Annenin kollarında can veren oğuldan kastım Michelangelo’nun La Pieta adlı heykelidir. O heykeli Roma’da gördüğümde çok etkilenmiş, “La Pieta” başlıklı bir öykü yazmıştım. Amacım, İsa’nın cansız bedeninden hareketle askeri darbeden sonra yaşanan acıları dile getirmekti. Sevilen öykülerim arasında yer alır. Roma’nın öznel coğrafyamda yazınsal çağrışımlara açık bir yeri olduğunu belirtmeliyim. Ama, aynı zamanda, bu kentin tarihsel katmanlarının önemini de vurgulamaya çalıştım kitabımda.

- Eski günlerin girdabına, genç sevgiliyle birlikte yapılan ilk Roma yolculuğunun çağrışımlarına kapılıp gidince, “İstanbul’da 12 Eylül cellatlarının elinde can veren bu sevgilinin acısı hançer gibi” diyorsunuz. Gerçek bir kayıp mı burada sözü edilen?

Evet, işkencede ölen bir genç kadındı söz konusu olan. Uzaktan tanımıştım. Ölüm haberini alınca çok sarsıldım. Yıllar geçti üzerinden, hâlâ içimde kapanmayan bir yaradır. Onu, işkencede konuşmayan bir kahraman gibi tasarladım. İmgesi Roma’da gördüğüm “La Pieta” ile örtüştü. Ama yalnızca imgesi, belki de hayali. Roma’da taşların sustuğunu, kentin artık ona hiçbir şey söylemediğini yazar Cesare Pavese, intiharından önce. Bu duyguyu anlamaya ve anlatmaya çalıştım kitabımda. Ama Roma’nın bana ilginç efsaneler anlattığı da olmuştur.

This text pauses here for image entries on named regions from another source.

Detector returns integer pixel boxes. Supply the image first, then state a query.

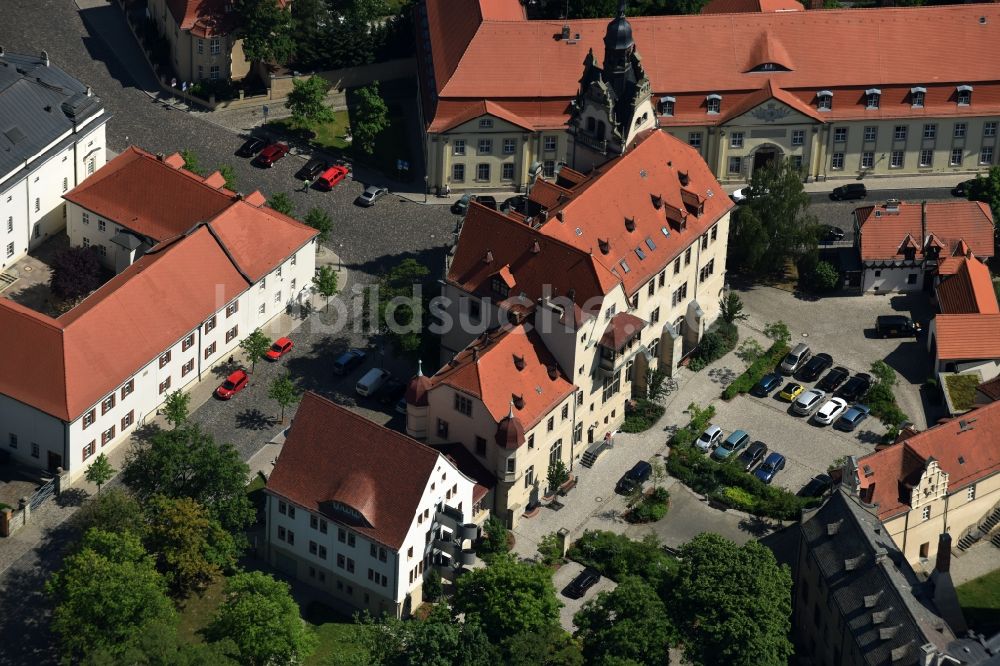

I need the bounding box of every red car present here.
[316,166,351,191]
[254,143,288,167]
[215,370,250,400]
[265,338,295,361]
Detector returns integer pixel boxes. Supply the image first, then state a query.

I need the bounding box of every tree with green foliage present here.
[302,208,333,243]
[240,328,272,374]
[351,81,389,155]
[84,453,118,494]
[219,164,236,192]
[285,76,335,127]
[45,529,174,662]
[454,554,560,644]
[719,291,747,324]
[233,0,295,65]
[573,576,674,666]
[267,372,302,423]
[206,571,318,666]
[313,266,339,311]
[180,148,205,177]
[145,495,239,597]
[122,425,254,537]
[267,192,295,217]
[160,389,191,430]
[729,160,818,276]
[665,532,792,666]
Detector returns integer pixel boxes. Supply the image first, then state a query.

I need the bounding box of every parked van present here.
[875,315,920,338]
[354,368,389,396]
[781,342,812,375]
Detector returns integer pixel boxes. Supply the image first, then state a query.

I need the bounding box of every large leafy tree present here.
[146,496,238,596]
[235,0,295,65]
[574,576,673,665]
[351,81,389,155]
[665,533,792,666]
[454,554,560,644]
[46,529,174,661]
[206,571,317,666]
[122,426,254,534]
[729,160,818,275]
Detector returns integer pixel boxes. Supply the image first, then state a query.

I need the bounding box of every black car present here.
[836,372,872,402]
[736,442,767,472]
[750,372,784,398]
[816,365,851,393]
[375,377,406,405]
[564,567,601,599]
[819,224,845,243]
[799,474,833,497]
[236,136,267,157]
[295,157,326,180]
[798,354,833,382]
[830,183,868,201]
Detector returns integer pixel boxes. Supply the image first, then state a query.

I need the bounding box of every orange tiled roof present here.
[934,314,1000,360]
[431,324,575,430]
[855,201,993,261]
[937,257,1000,314]
[420,0,1000,131]
[858,403,1000,520]
[536,130,733,295]
[63,146,233,241]
[267,392,440,550]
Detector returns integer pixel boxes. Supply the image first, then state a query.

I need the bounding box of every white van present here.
[354,368,389,396]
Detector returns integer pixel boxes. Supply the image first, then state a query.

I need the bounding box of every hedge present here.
[722,340,788,400]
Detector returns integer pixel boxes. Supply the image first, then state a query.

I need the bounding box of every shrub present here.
[568,530,677,588]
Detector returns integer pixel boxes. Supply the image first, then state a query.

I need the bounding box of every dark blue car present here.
[753,452,785,483]
[750,372,782,398]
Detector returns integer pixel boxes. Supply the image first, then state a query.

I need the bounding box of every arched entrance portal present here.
[749,143,784,176]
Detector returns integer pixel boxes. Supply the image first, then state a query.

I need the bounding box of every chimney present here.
[934,532,951,573]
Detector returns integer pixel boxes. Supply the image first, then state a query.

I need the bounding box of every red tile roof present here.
[267,393,441,550]
[855,201,993,261]
[937,257,1000,314]
[701,0,805,14]
[63,146,233,241]
[421,0,1000,131]
[934,314,1000,361]
[431,324,575,430]
[858,403,1000,520]
[541,130,733,295]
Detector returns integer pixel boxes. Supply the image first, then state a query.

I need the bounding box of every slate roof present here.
[267,392,441,550]
[800,490,955,666]
[0,53,103,180]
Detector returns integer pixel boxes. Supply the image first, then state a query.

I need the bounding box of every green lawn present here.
[958,569,1000,636]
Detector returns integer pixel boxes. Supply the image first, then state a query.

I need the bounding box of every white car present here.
[694,425,722,451]
[813,398,847,425]
[792,389,826,416]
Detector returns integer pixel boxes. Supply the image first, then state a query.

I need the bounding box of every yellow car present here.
[778,382,805,402]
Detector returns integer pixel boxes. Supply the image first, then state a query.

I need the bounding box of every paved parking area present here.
[552,562,618,633]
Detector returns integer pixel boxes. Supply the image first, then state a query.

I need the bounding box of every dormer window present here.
[957,86,972,106]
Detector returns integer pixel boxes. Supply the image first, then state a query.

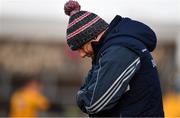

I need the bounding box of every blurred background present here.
[0,0,180,117]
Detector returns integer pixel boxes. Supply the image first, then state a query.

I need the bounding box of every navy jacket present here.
[77,16,164,117]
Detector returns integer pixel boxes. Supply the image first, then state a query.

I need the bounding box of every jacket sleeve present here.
[77,46,140,114]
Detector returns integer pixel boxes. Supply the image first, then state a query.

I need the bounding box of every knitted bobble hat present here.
[64,0,108,50]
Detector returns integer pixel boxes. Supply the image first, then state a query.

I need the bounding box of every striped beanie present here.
[64,0,108,50]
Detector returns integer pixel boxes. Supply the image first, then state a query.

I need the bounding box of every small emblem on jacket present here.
[151,59,156,68]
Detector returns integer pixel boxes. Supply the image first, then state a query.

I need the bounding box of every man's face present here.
[77,41,94,58]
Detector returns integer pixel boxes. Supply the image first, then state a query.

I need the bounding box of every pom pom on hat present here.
[64,0,81,16]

- Bu tür kitaplarınızda bir okur olarak Nedim Gürsel’in gözünden o coğrafyaları okuyacağımızı düşünüyoruz ama siz ağırlıklı olarak yazarların, şairlerin, ressamların gözünden; onların eserleri, yaşamı ve aşklarının izinde anlatıyorsunuz o coğrafyaları. Neden bu tercih?

“Bana İtalya’yı Anlat”ta kendi yolculuk izlenimlerim de var. Anılar, manzaralar, anektodlar da. Ama ağır basan Rönesans resmine bakış diyebilirim. İtalya’yı resim sanatının ve edebiyatın, giderek sinemanın dışında düşünebilir miyiz? Kendi bakışımla, kendi izlenimlerimle bu ülkenin bende çağrıştırdığı kültür ve sanata değin unsurları harmanlamaya çalıştım. Örneğin Mattera’ya gidip o coğrafyanın etkisinde kalabilirsiniz, ama Carlo Levi’nin Mussolini döneminde oraya sürgün gönderildiğini ve ünlü romanı “İsa Bu Köye Uğramadı”yı bugün terk edilmiş olan San Aliano köyünde yazdığını biliyorsanız, bu duruma kayıtsız da kalamazsınız. Ben bir tarz oluşturmaya çalıştım. Bir ülke yalnızca bir toprak parçasına ya da manzaralara indirgenemez diye düşünüyorum. O ülkeyi anlatıyorsanız yazarları ve sanatçılarıyla da haşır neşir olmalısınız. Mutfağı ve insanlarıyla da. “Bana İtalya’yı Anlat” benim İtalyamı anlatıyor okura. Başkaları da kendi İtalyalarını anlatabilirler, ama bildiğim kadarıyla bugüne dek hiçbir Türk yazarı baştan sona İtalya’yı anlatan bir kitap yazmamış.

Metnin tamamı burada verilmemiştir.